PARIS - Balzac tentou, sem sucesso. Zola bateu à porta dúzias de vezes, e nunca foi aceito. Verlaine não recebeu nenhum voto. Hugo conseguiu entrar, mas foram necessárias múltiplas tentativas.
A augusta Academia Francesa - um clube de elite formado por 40 "imortais", como são conhecidos seus integrantes, que atua como guardião oficial do idioma francês - não aceita qualquer um. É tão exclusiva que a maioria dos maiores autores da França nunca foi aceita nela. Mas a sagrada tarefa de proteger a França do "mortífero esnobismo do anglo-americano", como rosnou um de seus integrantes em um discurso no mês passado, está se tornando mais difícil do que nunca.
Quatro vagas - concedidas em caráter vitalício - abriram desde dezembro de 2016. Os membros da academia já fizeram três votações, a mais recente delas em janeiro, e, nas três ocasiões, não foi possível formar uma maioria. Para alguns membros, o impasse reflete a situação da própria França - de um lado, uma França eterna determinada a se preservar, e, do outro, uma França que luta para se adaptar a um século 21 definido pela globalização, imigração e instabilidade social.

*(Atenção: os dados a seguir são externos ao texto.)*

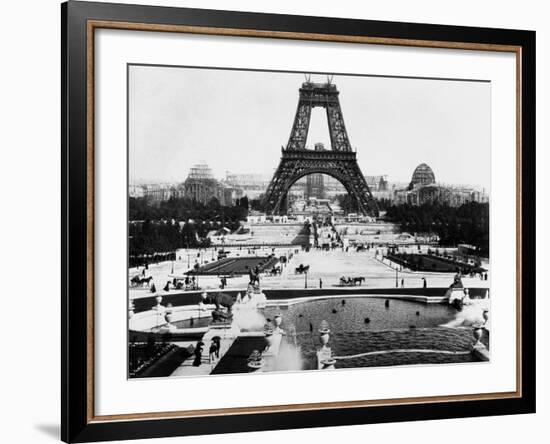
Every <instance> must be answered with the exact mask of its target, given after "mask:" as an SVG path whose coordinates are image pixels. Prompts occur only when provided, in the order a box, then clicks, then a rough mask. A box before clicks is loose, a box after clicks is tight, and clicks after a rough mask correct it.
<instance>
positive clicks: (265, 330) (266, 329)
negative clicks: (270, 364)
mask: <svg viewBox="0 0 550 444" xmlns="http://www.w3.org/2000/svg"><path fill="white" fill-rule="evenodd" d="M273 333H274V331H273V326H272V325H271V324H270V323H269V322H268V323H266V324H265V325H264V337H265V340H266V343H267V345H266V347H265V350H264V351H265V352H266V353H269V350H270V349H271V347H272V346H273V343H274V342H275V338H274V336H273Z"/></svg>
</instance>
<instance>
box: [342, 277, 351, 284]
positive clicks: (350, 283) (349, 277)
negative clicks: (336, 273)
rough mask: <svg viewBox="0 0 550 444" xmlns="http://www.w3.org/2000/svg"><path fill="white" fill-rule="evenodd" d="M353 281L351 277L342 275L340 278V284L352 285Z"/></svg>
mask: <svg viewBox="0 0 550 444" xmlns="http://www.w3.org/2000/svg"><path fill="white" fill-rule="evenodd" d="M351 283H352V280H351V278H350V277H345V276H342V277H341V278H340V285H350V284H351Z"/></svg>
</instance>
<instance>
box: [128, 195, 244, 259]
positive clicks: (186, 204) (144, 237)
mask: <svg viewBox="0 0 550 444" xmlns="http://www.w3.org/2000/svg"><path fill="white" fill-rule="evenodd" d="M128 212H129V219H130V223H129V253H130V256H140V255H144V254H145V255H151V254H154V253H155V252H167V251H174V250H176V249H177V248H197V247H208V246H209V240H208V239H207V237H206V236H207V234H208V232H209V231H211V230H218V229H221V228H223V227H226V228H228V229H229V230H231V231H233V230H236V229H237V228H239V226H240V221H241V220H243V219H246V216H247V214H248V199H247V198H243V199H240V200H238V202H237V204H236V205H234V206H222V205H220V203H219V201H218V200H217V199H215V198H214V199H211V200H210V201H209V202H208V203H207V204H203V203H200V202H196V201H193V200H191V199H188V198H171V199H169V200H167V201H164V202H158V203H152V202H151V201H148V200H147V199H144V198H130V200H129V208H128Z"/></svg>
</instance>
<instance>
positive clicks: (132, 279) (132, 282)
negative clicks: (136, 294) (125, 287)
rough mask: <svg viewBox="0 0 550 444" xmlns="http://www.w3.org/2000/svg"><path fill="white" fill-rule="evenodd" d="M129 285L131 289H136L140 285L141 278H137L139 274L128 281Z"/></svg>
mask: <svg viewBox="0 0 550 444" xmlns="http://www.w3.org/2000/svg"><path fill="white" fill-rule="evenodd" d="M130 285H131V286H132V287H137V286H138V285H141V278H140V277H139V274H136V275H135V276H134V277H132V279H130Z"/></svg>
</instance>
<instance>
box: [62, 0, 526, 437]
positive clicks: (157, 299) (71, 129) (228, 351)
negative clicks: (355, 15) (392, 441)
mask: <svg viewBox="0 0 550 444" xmlns="http://www.w3.org/2000/svg"><path fill="white" fill-rule="evenodd" d="M61 12H62V61H63V66H62V85H63V88H62V113H63V118H62V142H63V146H62V196H63V209H62V211H63V214H62V216H63V217H62V219H63V227H62V232H63V236H62V239H63V244H62V251H63V263H62V270H63V272H62V288H63V293H62V350H63V356H62V360H63V365H62V369H63V370H62V400H63V410H62V439H63V440H64V441H66V442H87V441H98V440H114V439H137V438H148V437H162V436H178V435H194V434H211V433H229V432H238V431H257V430H273V429H283V428H300V427H318V426H333V425H350V424H368V423H376V422H389V421H412V420H426V419H436V418H453V417H465V416H483V415H502V414H518V413H531V412H534V411H535V297H534V296H535V293H534V292H535V229H534V228H535V226H534V225H535V217H534V216H535V33H534V32H532V31H517V30H504V29H486V28H468V27H460V26H441V25H432V24H430V25H428V24H411V23H395V22H379V21H365V20H356V19H336V18H323V17H303V16H287V15H276V14H257V13H243V12H229V11H211V10H199V9H184V8H167V7H151V6H137V5H119V4H108V3H88V2H73V1H69V2H68V3H64V4H63V5H62V9H61Z"/></svg>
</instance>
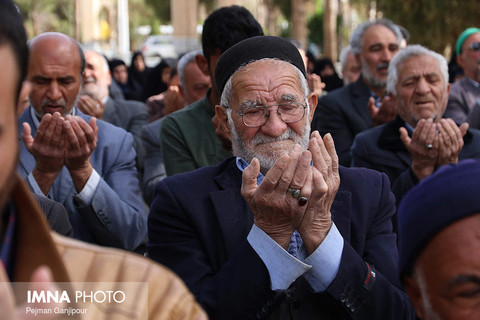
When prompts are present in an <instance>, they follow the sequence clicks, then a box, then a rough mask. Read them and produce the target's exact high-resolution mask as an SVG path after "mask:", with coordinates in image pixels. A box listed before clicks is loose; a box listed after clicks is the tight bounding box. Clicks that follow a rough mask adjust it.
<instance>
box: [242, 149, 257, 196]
mask: <svg viewBox="0 0 480 320" xmlns="http://www.w3.org/2000/svg"><path fill="white" fill-rule="evenodd" d="M259 173H260V162H259V161H258V159H257V158H253V160H252V161H251V162H250V165H249V166H248V167H246V168H245V170H243V174H242V188H241V194H242V197H243V198H244V199H249V198H251V197H252V196H253V194H254V193H255V190H257V188H258V186H257V177H258V174H259Z"/></svg>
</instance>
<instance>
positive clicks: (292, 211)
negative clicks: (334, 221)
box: [241, 145, 312, 249]
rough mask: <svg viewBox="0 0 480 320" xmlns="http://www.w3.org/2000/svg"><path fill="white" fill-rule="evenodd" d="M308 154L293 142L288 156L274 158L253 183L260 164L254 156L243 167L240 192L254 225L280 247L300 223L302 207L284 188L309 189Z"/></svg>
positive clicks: (297, 201) (286, 247)
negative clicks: (242, 175) (262, 173)
mask: <svg viewBox="0 0 480 320" xmlns="http://www.w3.org/2000/svg"><path fill="white" fill-rule="evenodd" d="M311 159H312V158H311V153H310V152H309V151H303V152H302V148H301V147H300V145H295V147H294V148H292V150H290V152H289V154H288V155H284V156H282V157H280V158H279V159H277V161H276V162H275V164H274V166H273V167H272V168H271V169H270V170H269V171H268V173H267V174H266V175H265V178H264V179H263V181H262V183H261V184H260V185H259V186H257V175H258V173H259V172H260V163H259V161H258V160H257V159H256V158H255V159H253V160H252V162H251V163H250V165H249V166H248V167H247V168H246V169H245V170H244V172H243V176H242V189H241V193H242V196H243V197H244V199H245V200H246V201H247V203H248V204H249V206H250V208H251V209H252V211H253V214H254V216H255V224H256V225H257V226H258V227H259V228H260V229H262V230H263V231H264V232H265V233H266V234H268V235H269V236H270V237H271V238H272V239H273V240H274V241H276V242H277V243H278V244H279V245H280V246H282V247H283V248H284V249H288V244H289V242H290V238H291V236H292V234H293V232H294V231H295V230H296V229H297V227H298V225H299V224H300V222H301V220H302V217H303V214H304V212H305V208H306V206H301V205H299V202H298V200H297V199H296V198H294V197H293V196H292V194H291V193H289V192H288V191H287V190H288V188H291V189H299V190H300V192H301V194H302V196H305V197H307V198H308V197H310V193H311V191H312V186H311V183H312V179H311V177H310V178H309V175H311V167H310V163H311Z"/></svg>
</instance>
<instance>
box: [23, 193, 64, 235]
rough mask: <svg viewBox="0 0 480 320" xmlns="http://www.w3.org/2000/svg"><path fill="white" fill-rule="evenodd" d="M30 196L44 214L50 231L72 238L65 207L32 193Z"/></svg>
mask: <svg viewBox="0 0 480 320" xmlns="http://www.w3.org/2000/svg"><path fill="white" fill-rule="evenodd" d="M32 195H33V197H34V198H35V200H37V203H38V205H39V206H40V208H41V209H42V212H43V213H44V214H45V217H46V218H47V221H48V225H49V226H50V229H52V230H53V231H55V232H57V233H59V234H61V235H64V236H67V237H71V236H73V229H72V224H71V223H70V220H69V219H68V212H67V210H66V209H65V207H64V206H63V205H62V204H61V203H59V202H57V201H55V200H52V199H49V198H47V197H42V196H39V195H37V194H35V193H33V192H32Z"/></svg>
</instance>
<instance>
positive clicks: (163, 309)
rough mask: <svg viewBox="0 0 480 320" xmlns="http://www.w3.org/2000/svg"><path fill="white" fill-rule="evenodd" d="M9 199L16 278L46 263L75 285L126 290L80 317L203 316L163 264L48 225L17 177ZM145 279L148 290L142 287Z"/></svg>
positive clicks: (24, 275)
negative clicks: (14, 213) (16, 236)
mask: <svg viewBox="0 0 480 320" xmlns="http://www.w3.org/2000/svg"><path fill="white" fill-rule="evenodd" d="M12 200H13V202H14V203H15V205H16V208H17V209H16V212H17V219H18V220H17V239H16V251H15V271H14V280H15V282H28V281H29V280H30V278H31V275H32V272H33V271H34V270H35V269H36V268H37V267H38V266H40V265H47V266H49V267H50V269H51V270H52V272H53V275H54V278H55V281H56V282H71V284H72V286H73V288H74V289H75V290H77V289H82V285H83V284H84V283H85V282H89V283H92V282H94V283H99V282H102V283H105V282H109V283H117V284H118V286H117V289H118V290H122V291H125V290H127V292H125V293H126V294H127V299H125V301H124V302H123V303H121V304H117V303H113V304H108V305H107V304H105V303H93V304H91V305H88V307H87V311H86V313H85V314H83V315H82V317H81V319H95V320H101V319H115V320H117V319H118V320H124V319H125V320H127V319H136V320H137V319H140V320H143V319H165V320H166V319H199V320H200V319H207V316H206V314H205V312H204V311H203V310H202V309H201V308H200V306H199V305H198V304H197V303H196V301H195V298H194V297H193V295H192V294H191V293H190V292H189V291H188V289H187V288H186V286H185V285H184V283H183V282H182V281H181V280H180V279H179V278H178V277H177V276H176V275H175V274H173V273H172V272H171V271H170V270H168V269H167V268H165V267H163V266H161V265H159V264H157V263H155V262H153V261H151V260H149V259H147V258H144V257H142V256H139V255H136V254H133V253H130V252H127V251H123V250H118V249H111V248H105V247H99V246H95V245H91V244H87V243H83V242H80V241H77V240H74V239H70V238H65V237H62V236H60V235H58V234H55V233H53V232H51V231H49V229H48V225H47V222H46V221H45V218H44V216H43V215H42V213H41V211H40V209H39V208H38V206H37V204H36V203H35V200H34V199H33V198H32V197H31V196H30V194H29V193H28V189H27V187H26V185H25V184H24V182H23V181H22V180H21V178H19V177H17V183H16V185H15V187H14V190H13V192H12ZM0 281H2V282H8V278H7V277H6V275H5V272H4V270H3V268H0ZM125 282H128V283H129V284H128V286H127V285H124V283H125ZM132 283H133V284H132ZM146 284H148V290H143V291H142V288H145V286H146ZM95 285H96V284H93V286H95ZM98 285H99V286H100V284H98ZM88 288H89V289H90V288H91V285H90V287H88ZM126 288H127V289H126ZM97 289H98V290H100V289H101V287H98V288H97ZM132 296H133V297H135V298H134V299H132V298H131V297H132ZM0 297H1V294H0ZM12 298H13V297H12ZM22 299H23V300H24V299H25V294H23V296H18V293H17V298H16V304H17V305H18V304H20V303H21V302H22V301H19V300H22ZM4 315H5V314H4ZM63 318H68V319H70V318H71V317H65V316H64V317H63ZM0 319H2V315H0ZM77 319H78V318H77Z"/></svg>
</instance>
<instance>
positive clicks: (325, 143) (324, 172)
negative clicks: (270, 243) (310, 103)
mask: <svg viewBox="0 0 480 320" xmlns="http://www.w3.org/2000/svg"><path fill="white" fill-rule="evenodd" d="M309 148H310V152H311V154H312V159H313V167H311V169H312V187H313V188H312V192H311V194H310V198H309V200H308V205H307V209H306V211H305V214H304V216H303V219H302V221H301V224H300V225H299V228H298V231H299V233H300V235H301V236H302V239H303V243H304V245H305V249H306V250H307V252H308V253H309V254H311V253H313V252H314V251H315V250H316V248H317V247H318V246H319V245H320V244H321V243H322V241H323V240H324V239H325V237H326V235H327V234H328V231H329V230H330V227H331V226H332V219H331V212H330V209H331V207H332V203H333V200H334V199H335V196H336V194H337V191H338V188H339V186H340V175H339V172H338V156H337V154H336V152H335V145H334V142H333V139H332V136H331V135H330V134H326V135H325V137H324V138H323V139H322V138H321V136H320V134H319V133H318V131H315V132H313V133H312V136H311V139H310V145H309Z"/></svg>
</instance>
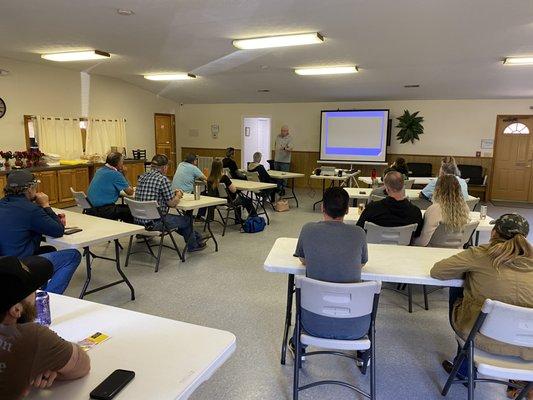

"Somos um reflexo da sociedade, e essa sociedade começa a se questionar", disse o romancista e integrante Amin Maalouf, nascido no Líbano.
Há também os que se queixam de que, para uma instituição conservadora ocupada por duas facções que se odeiam, a situação não poderia ser diferente. A academia existe desde 1634, fundada pelo cardeal Richelieu para promover e proteger a língua francesa, e não funciona com pressa.
A academia "é uma velha senhora muito sensível", disse um dos membros mais recentes, o autor canadense Dany Laferrière, nascido no Haiti.
Na verdade, a maioria dos integrantes é formada por senhores brancos. Há apenas cinco mulheres entre as fileiras, e Laferrière é o único negro. A média de idade era bem superior a 70 anos, segundo levantamento recente realizado pela mídia francesa.
É difícil adivinhar se a academia tem dificuldade para se diversificar, ou mesmo se deseja fazê-lo. As deliberações de seus integrantes, sob a redoma do Institut de France, construído no século 17, são misteriosas.
A atividade mais concreta da academia é atualizar o dicionário francês, coisa que ela vem fazendo desde o século 17. No mês passado, foram aprovadas versões femininas para cargos e títulos profissionais. Foi uma revolução para uma academia que há anos resiste a essa adaptação, já praticada amplamente na França. O idioma e a sociedade podem mudar, mas, para a academia, esse é um processo lento.
"A questão é: será que a academia deve defender seus princípios?", disse Laferrière. "Poderíamos preencher todos os assentos amanhã".
É improvável que isso ocorra. Não são os candidatos que escolhem a academia: é a academia que escolhe seus membros.
Mas alguns integrantes rejeitam o argumento segundo o qual tem sido impossível encontrar defensores dignos da língua da França. "É absurdo", disse o romancista Jean-Marie Rouart, membro desde 1997. "O que a França tinha de especial era o fato de todos se reconhecerem na literatura. Agora, temos que escrever para a universidade, ou para este e aquele grupo. É deplorável".
Ainda segundo Rouart, "A academia é um navio à deriva num mar seco".